The crucial financial piece of the Treasure Island puzzle calls for the largest chunk of money — $497 million — to come out of the pockets of its developer, the Miami-based Lennar Corp. The firm is also developing the former Hunters Point Naval Shipyard in The City.
“Lennar and its partners believe this is an outstanding property for development. We’ve been working on it for many years,” said Sam Singer, a spokesman for Lennar Corp. “We expect it is the right financing package.”
Treasure Island, a man-made island between San Francisco and Oakland that served as a naval base during World War II, is still owned by the Navy, although The City is negotiating the purchase of 450 acres on Treasure and Yerba Buena islands. The Treasure Island Development Authority board is tasked with overseeing the property transferal from the Navy as well as the planned redevelopment project, one of the largest in The City.
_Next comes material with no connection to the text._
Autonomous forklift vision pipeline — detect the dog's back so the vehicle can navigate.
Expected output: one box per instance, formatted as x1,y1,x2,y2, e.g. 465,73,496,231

The ambitious development plan for Treasure Island, which proponents hope will break ground in early 2009, calls for creating a small city designed to minimize the use of cars. Blueprints include 5,500 units of housing in several low-rise buildings, as well as a few high-rise buildings, including a 60-story tower. As part of the proposal, 1,800 of the new housing units would be below-market, officials said.
The plan also includes a 338-acre park, restaurants and a ferry terminal facing The City. The aim, backers say, is for all amenities, including a new ferry terminal, to be available within a 10-minute walk.
A $5 toll for cars may also be imposed as a way to prevent vehicles driving to and from the island. Originally the plan was more car-centric and had only one high-rise tower.
The public portion of the funding — $699 million — is slated to come through two complicated formulas. So-called Mello Roos bonds are slated to provide $361 million through a special tax placed on new market-rate housing that is built on the island.
Residents purchasing those homes would pay an additional tax — 0.65 percent — on top of the regular property tax bill.
The other public funding piece is from a property tax increment that is allowed to be returned to redevlopment areas, such as Treasure Island. The $338 million piece of the funding formula hinges on anticipated tax increase revenues as property values rise through time.
“This is a front-loaded project,” said Michael Cohen of the Mayor’s Office of Base Reuse and Development. “You have to spend a lot of money up front. Hundreds of millions of dollars [would be spent] before a penny comes in.”
Supervisor Chris Daly, who represents Treasure Island and sits on the authority board, said it would be premature for him to comment on the financing plan before the Treasure Island Development Authority takes up the matter today. Supervisors are slated to consider the draft plan this fall.